5. Optical Radiation – Even the briefest of contacts with optical radiation or lasers can permanently damage the eye. In this instance, you will need special “laser eyewear“. Here again, not all laser eyewear is equal in protection. You will need to identify the filter type, the laser type, the wavelength, the lens color and the VLT% in order to get the correct protection factor.

Note: if you are wearing a faceshield that can be pivoted up, as most faceshields do, OSHA requires that you wear safety glasses or googles under the faceshiel. The idea being that the hazard might occur while the faceshield is in the “up” position.

2 thoughts on “Why wear eye protection

  1. buli

    Do I have to wear eye protection glasses even when I’m seated not working? Because I’ve argued with my boss about this. He wants me to wear them even when I’m not work just sitting but I can’t cos my eyes ich….

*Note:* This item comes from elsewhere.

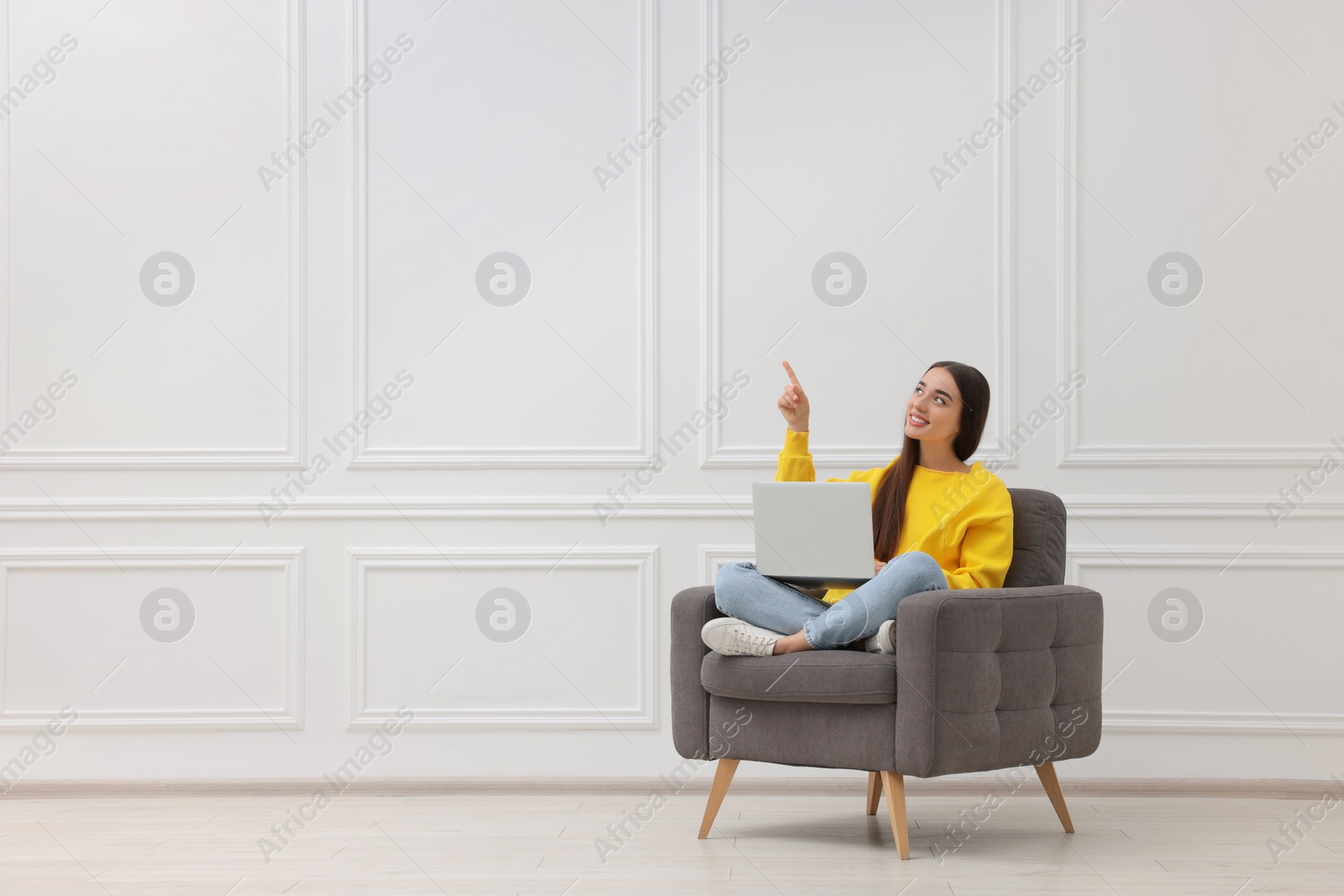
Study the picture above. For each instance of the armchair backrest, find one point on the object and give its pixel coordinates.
(1038, 539)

    • If you are in the break room or outside on a break where there is no need to wear eye protection because there are no hazards around I think that your boss should allow you to take the glasses off. Ultimately, however, the company makes the rules. Many companies have a 100% eyewear policy because they want to protect your eyes no matter what and understand that if people take their glasses off they are likely to forget to put them back on. Your company is perfectly within it’s rights to mandate that protective eye wear be worn at all time when on the premises.
      If you are having issues with discomfort, you might need to get new glasses (there are a lot of different options available out there) or get your eyes checked. Safety glasses shouldn’t be the cause of eyes itching. If your eyes are uncomfortable it may either mean that you need to see the optician or that you need to wear foam lined eye wear (something like this: http://www.nationalsafetyinc.com/58116/259214/Goggles/Pyramex-XSG-Goggles.html) because you are getting dust or something else in your eyes. Either way, removing your safety glasses isn’t going to make your eyes feel better.